Я снова отошел от рампы и проклял самого себя. Она снова проскочила мимо. На этот раз ее глаза были плотно сощурены, все тело сжалось в маленький комочек — беззащитный и уязвимый. Я вспомнил, что когда ей было три или четыре года, то она постоянно просыпалась от всяких кошмаров. Больше всего она боялась ураганов и гроз. И я подумал об этом жутком механическом урагане и о себе, которого не было рядом с ней, чтобы хоть как-то ее успокоить и поддержать.
Теперь, снова сделав круг, ракета начала затяжной подъем. Глаза Халли были открыты, в них не скрывалось отчаяние. На спуске она увидела меня. Ее губы напряженно сжались, туго натянув щеки. В этот драгоценный момент хотя бы своим видом я постарался ее поддержать, улыбнувгись, стараясь ввести в свою улыбку храбрость, любовь и защиту. Наши глаза словно сцепились, и тут она снова исчезла из вида, уносясь в невообразимый хаос. Вдаль. По лабиринту изломанного круга. И я закрыл глаза.
Сеанс, наконец, закончился, и я помчался на выход, чтобы поприветствовать ее. Мои руки были наготове, чтобы схватить ее, обнять, защитить…
Я увидел, как она старалась выбраться из ракеты. Она хрупко переставляла ноги шаг за шагом, неуверенно спускаясь по рампе, и не сразу смогла найти равновесие, но все же справилась. Я протянул к ней руки.
— Халли! — закричал я.
Она посмотрела на меня, о чем-то глубоко задумавшись, будто была поражена, обнаружив меня на своем пути.
— Расскажи, как было? — спросил я. — Святая макрель, я был готов содрать с себя всю одежду, стать суперменом и совершить спасительный прыжок.
Она отстраненно улыбнулась, но, кажется, не тому, что я сказал. Она улыбалась чему-то еще. Это была ужасная, скрытная улыбка, не принадлежащая лицу ребенка.
— С тобой все в порядке? — спросил я.
— Я в порядке, — ответила она.
— Мне жаль, что ты оказалась одна.

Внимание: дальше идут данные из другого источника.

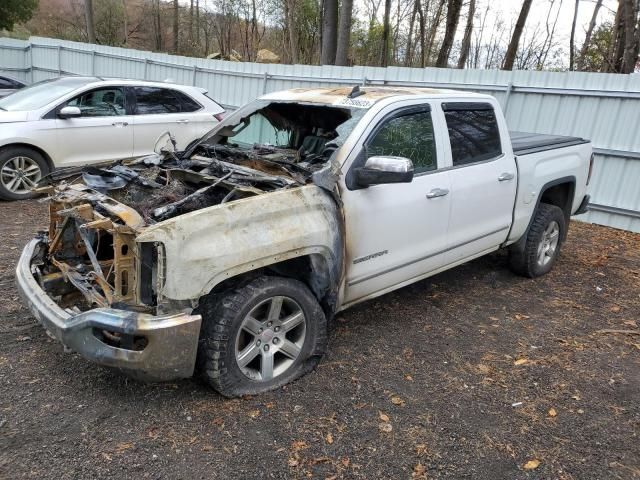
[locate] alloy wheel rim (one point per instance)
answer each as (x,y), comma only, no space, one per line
(270,338)
(20,174)
(548,244)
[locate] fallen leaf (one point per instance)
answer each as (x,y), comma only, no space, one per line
(531,465)
(418,471)
(385,427)
(482,368)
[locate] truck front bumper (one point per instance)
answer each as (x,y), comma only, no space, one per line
(171,341)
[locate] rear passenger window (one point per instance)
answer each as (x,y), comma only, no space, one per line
(473,132)
(409,136)
(152,100)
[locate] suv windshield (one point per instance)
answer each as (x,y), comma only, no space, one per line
(40,94)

Думал, что тебя посадят в ракету с кем-нибудь еще, боялся, что ты вывалишься из нее.
— Я в безопасности и цела.
Но она на меня не смотрела.
— Ладно, — сказал я. — Что у нас следует по списку? — пытаясь вызвать энтузиазм в ее голосе.
— Я думаю, что мне пора домой. Пожалуйста, — это был ответ в лучшей ее манере — этакая маленькая вежливая девочка.

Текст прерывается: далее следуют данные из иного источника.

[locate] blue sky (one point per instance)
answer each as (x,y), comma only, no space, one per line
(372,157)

— По-моему, еще рано, — заметил я. — А как на счет того, чтобы поесть?
Обычно, ее аппетит был намного больше ее самой: каждую такую прогулку она могла съесть пару фунтов попкорна, сахарной ваты и огромный вафельный конус мороженого с тройным сиропом.

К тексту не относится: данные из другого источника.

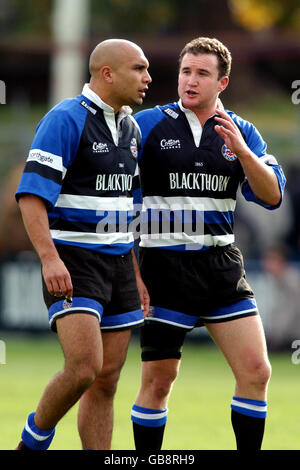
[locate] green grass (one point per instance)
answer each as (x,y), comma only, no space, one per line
(199,408)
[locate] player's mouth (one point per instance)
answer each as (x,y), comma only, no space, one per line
(191,93)
(142,92)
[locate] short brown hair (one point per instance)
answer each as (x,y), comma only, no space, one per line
(204,45)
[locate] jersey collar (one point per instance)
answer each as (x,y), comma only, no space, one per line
(89,93)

— Я не голодна, — сказала она.
Мы прошли мимо комнаты смеха. Я подумал о тех сумасшедших зеркалах внутри и о наших с ней гримасах, а затем представил себе одну из них. Халли шла рядом, но я чувствовал, что с каждым шагом она становится все дальше и дальше. Я все думал, что отражения в этих зеркалах, возможно, были нашей реальной сутью. «Забудь», — усмехнулся я сам себе. — «Сравнивать себя с бедняком Дорианом Греем?»